Tungsten carbide vs titanium – a modern machinist dilemma

The question of tungsten carbide vs titanium arose as both elements seemingly have properties that allow them to be employed in largely similar industrial applications.

I suppose that you already know what titanium is but you may not be as familiar with tungsten. You may be more familiar with the more popular name wolfram. The initial widespread use of this metal was in classical light bulb filaments as tungsten possesses the highest melting point of all the elements. The use of tungsten in incandescent bulbs was pioneered by the company Tungsram in 1904 in Europe and soon followed by General Electric in 1906 in the US. Tungsten remained in use until the modern era when incandescent bulbs began to be replaced by the more energy efficient fluorescent or LED lamps.

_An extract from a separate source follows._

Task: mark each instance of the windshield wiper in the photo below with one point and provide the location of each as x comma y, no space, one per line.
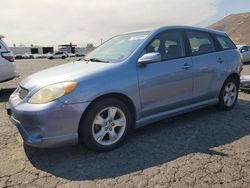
97,60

Tungsten carbide is an inorganic chemical component and it contains carbon and tungsten in equal proportions. It has two possible structure forms, a hexagonal form (α-WC) and a cubic form (β-WC)– see the titanium density page to better the understand the importance of packing structure.

Here is a comparative table of the main properties tungsten carbide vs titanium :

The layman analysis of these hard figures reveals the following. Tungsten carbide is much harder and more tear resistant than titanium (last three values and hardness). On the other hand, tungsten carbide is definitely heavier, as close as four times heavier as titanium.

The applications closely follow these properties. So, where hardness and durability is favored over weight, tungsten carbide wins over titanium. Tungsten carbide really shines in industrial machining, especially in cutting tools and abrasive procedures, mainly because, apart from better maintaining cutting edge, tungsten carbide higher temperature resistance allows for faster machining runs, generating increased productivity, thus higher profits margins for the intrepid entrepreneur.

Where weight is also a critical factor the tungsten carbide vs titanium battle is easily decided in favor of titanium. The structural components segment of aero-space industry is the obvious first application, although is to be noted that some heavy tungsten alloys are also used here, especially because of the increased weight such as in ailerons, rudders, and elevator parts for fixed and rotary wing aircraft.

The increased weight of tungsten is also useful for professional racing car chassis as it offers up to 50% more weight in a given volume, with the added advantages of direct attachment via threaded holes and the lack of deformation.

In more commercial applications, tungsten carbide rings are considered better than titanium rings, due to increased hardness which makes them virtually unscratchable. The difference in weight is unnoticeable, but one should also take in consideration the fact that tungsten carbide is a composite mixture that may include nickel in some instances, which is susceptible of causing allergic reactions, similar with stainless steel (which also contains nickel). This is not the case with titanium which is a singular element in its own right and much less susceptible of causing allergies.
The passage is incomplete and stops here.